Ruth Leger Sivard | |
---|---|
Born | Ruth Lucille Leger November 25, 1915 Elmhurst, New York, U.S. |
Died | August 21, 2015 99) Washington, D.C., U.S. | (aged
Occupation | Economist |
Spouse | Robert Sivard |
Website | www |
Ruth Lucille Leger was born in Elmhurst, Queens, to George and Susan (née Zieten) Leger on November 25, 1915. She attended Flushing High School, then earned a sociology degree from Smith College in 1937. Sivard obtained a master's degree in economics at New York University.[1]
Sivard worked with several federal agencies and non-governmental organizations before joining the Arms Control and Disarmament Agency (ACDA) in 1961. She became the leader of ACDA's economic department three years later and began comparing military budgets to social statistics and other budgets in annual reports, including information on social indicators like infant mortality. Melvin Laird, Secretary of Defense, derided the reports as "misleading" and the agency was ordered by the Nixon administration to cease publishing the analyses in 1970.[1]
Sivard left ACDA in 1971, and founded her own non-profit group, World Priorities. The organization, backed by the Carnegie Corporation, Ford Foundation, and Rockefeller Foundation, among others, published sixteen editions of World Military and Social Expenditures from 1974 to 1996.[1][2] The government published its own annual report, World Military Expenditures and Arms Transfers, which did not make the comparison to social spending.
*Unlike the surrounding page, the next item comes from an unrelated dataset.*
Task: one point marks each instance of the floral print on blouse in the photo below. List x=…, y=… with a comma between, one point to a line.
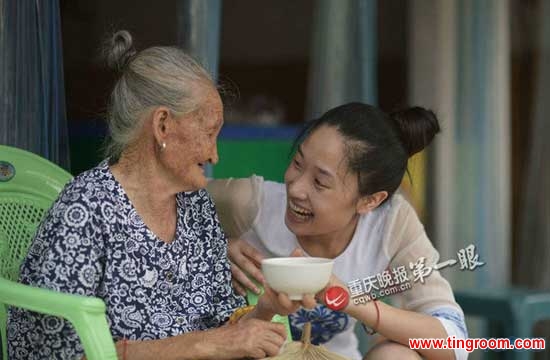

Sivard reported in 1986 that the White House was one of the best customers for her report.[3]
This set of work continued to focus on the steady increase in defense spending in spite of other, more serious problems also needing attention, such as worldwide poverty, famine, illiteracy, and unemployment.[2]
She was married to high school classmate Robert Sivard (1914–1990),[4] the former art director of the United States Information Agency, with whom she had two children. She died of dementia in Washington, D.C., on August 21, 2015, aged 99.[1]